Dieses kleine Beispiel zeigt, dass einfache pauschale Aussagen wie «mehr Bewegung» nichts bringen, weil sie zu unspezifisch sind. Klar, wenn der längste Weg eines Hardcore-Bewegungsmuffels bisher nur die Strecke zwischen Sofa und Kühlschrank war, dann wird sich seine Leistungsfähigkeit verbessern, wenn er seinen Kühlschrank in den Keller stellt und so einen Umweg durch das Treppenhaus machen muss. Sein Fitness- und Gesundheitszustand ist dann nämlich so schwach, dass jede Form von Bewegung besser ist, als nur auf der Coach zu liegen.

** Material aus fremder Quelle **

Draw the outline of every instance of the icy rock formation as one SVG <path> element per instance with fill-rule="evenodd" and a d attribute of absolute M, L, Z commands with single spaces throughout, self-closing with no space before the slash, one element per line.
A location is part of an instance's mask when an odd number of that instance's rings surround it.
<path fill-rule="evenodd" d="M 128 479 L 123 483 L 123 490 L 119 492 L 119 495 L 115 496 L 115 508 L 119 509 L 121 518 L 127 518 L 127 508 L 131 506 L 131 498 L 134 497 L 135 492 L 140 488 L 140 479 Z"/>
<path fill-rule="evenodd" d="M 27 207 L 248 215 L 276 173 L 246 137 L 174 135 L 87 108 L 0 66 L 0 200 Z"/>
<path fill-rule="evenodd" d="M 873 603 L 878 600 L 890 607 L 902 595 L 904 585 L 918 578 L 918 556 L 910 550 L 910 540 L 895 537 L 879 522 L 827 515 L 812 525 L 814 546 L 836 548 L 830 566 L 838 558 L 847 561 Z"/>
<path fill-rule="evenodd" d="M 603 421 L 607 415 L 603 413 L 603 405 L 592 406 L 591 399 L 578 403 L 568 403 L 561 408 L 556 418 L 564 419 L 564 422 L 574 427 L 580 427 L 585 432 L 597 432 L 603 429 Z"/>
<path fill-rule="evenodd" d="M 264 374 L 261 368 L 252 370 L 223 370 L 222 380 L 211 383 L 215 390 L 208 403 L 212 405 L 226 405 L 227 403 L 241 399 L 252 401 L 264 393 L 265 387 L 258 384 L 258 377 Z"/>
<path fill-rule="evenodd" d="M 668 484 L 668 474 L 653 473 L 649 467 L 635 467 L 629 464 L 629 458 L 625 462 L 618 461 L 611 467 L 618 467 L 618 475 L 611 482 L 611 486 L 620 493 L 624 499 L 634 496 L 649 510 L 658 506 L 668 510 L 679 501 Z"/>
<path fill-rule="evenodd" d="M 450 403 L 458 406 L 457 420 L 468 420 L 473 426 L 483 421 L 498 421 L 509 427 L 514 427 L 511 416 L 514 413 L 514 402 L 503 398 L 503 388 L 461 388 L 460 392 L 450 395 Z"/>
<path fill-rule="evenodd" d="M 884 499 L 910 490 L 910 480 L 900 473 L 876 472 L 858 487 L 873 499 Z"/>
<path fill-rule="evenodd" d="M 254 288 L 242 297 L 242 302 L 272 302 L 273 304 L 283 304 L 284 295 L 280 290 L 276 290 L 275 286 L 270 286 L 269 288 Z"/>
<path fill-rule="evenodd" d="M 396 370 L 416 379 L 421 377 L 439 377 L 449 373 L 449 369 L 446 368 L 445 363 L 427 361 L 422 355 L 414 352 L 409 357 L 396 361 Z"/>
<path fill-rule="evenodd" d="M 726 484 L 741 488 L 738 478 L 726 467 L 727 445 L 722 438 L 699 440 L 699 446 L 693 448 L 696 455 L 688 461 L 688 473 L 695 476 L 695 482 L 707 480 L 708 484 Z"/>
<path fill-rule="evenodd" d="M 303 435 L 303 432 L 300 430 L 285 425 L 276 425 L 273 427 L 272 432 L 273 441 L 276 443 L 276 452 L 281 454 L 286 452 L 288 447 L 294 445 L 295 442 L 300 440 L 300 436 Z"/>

Der Begriff «Training» beschreibt etwas anderes als «Bewegung». Training bedeutet, an den individuellen Schwachstellen zu arbeiten. Training heisst, Reize zu setzen, die «überschwellig» sind und gezielte Verbesserungen produzieren. Training heisst, ein konkretes Ziel zu definieren und dieses über viele kleine Teilziele zu erreichen.

Das bedeutet, dass man die individuellen Schwachstellen erst einmal definieren muss. Gesundheitsorientierte Fitnesscenter bieten in der Regel diverse Testmöglichkeiten dazu an. So können muskuläre Defizite, Beweglichkeitseinschränkungen oder auch Ausdauerschwächen individuell aufgespürt und mit systematischen Trainingsprogrammen und einem dazugehörigen Coaching gezielt verbessert werden.

«Entsprechende Trainingsmittel wie z. B. Kraftgeräte können so eingesetzt werden, dass sie mit der entsprechenden Sicherheit und der nötigen Intensität den richtigen Trainingsreiz zur richtigen Zeit setzen.»

Training unterliegt bestimmten Trainingsprinzipien, die in der Planung berücksichtigt werden müssen. So ist z. B. der richtige Wechsel von Belastung und Erholung eines dieser Prinzipien. Ein anderes ist die Wahl der trainingswirksamen Intensität. Trainiert man zu unterschwellig, wird keine Entwicklung ausgelöst, ist das Training auf Dauer zu intensiv, geht die Leistung eher in den Keller. Diese und weitere Gesetzmässigkeiten entwickeln sich nicht, wenn man sich einfach nur «irgendwie» mehr bewegt.

Am wichtigsten ist jedoch die Tatsache, dass unser Körper sich sehr rasch an das anpasst, was wir am häufigsten tun. Anpassen bedeutet in erster Linie, dass er die gleiche Leistung mit deutlich weniger Energieaufwand erbringt. Wenn Herr B. Quem also tatsächlich seine 10 000 Schritt absolviert, dann wird er nach kurzer Zeit für diese Leistung weniger Kalorien verbrauchen als zu Anfang, da sein Körper nun ökonomischer arbeitet. Die 10 000 Schritte stellen dann keinen überschwelligen Reiz mehr dar. Darum ist eines der wichtigsten Prinzi­pien im Training das Gesetz der Variation. Nur wer stets neue Belastungsreize setzt, wird sich langfristig weiterentwickeln. Deshalb können Alltagsbewegungen nie ein Training ersetzen, sondern es höchstens ergänzen. Selbst schwere berufliche körperliche Arbeit führt auf Dauer nicht zu mehr Leistung, sondern zu einer hohen Einseitigkeit, die dringenden Ausgleich benötigt. Die Gartenarbeit wird die Rückenbeschwerden von Herrn B. Quem nicht beseitigen, höchstens verschlimmern. Und die «Gassirunde» mit seinem Dackel Waldi wird seine Ausdauer nicht verbessern – höchstens die von Waldi. Wie sieht es denn bei Ihnen aus: Bewegen Sie sich noch oder trainieren Sie schon?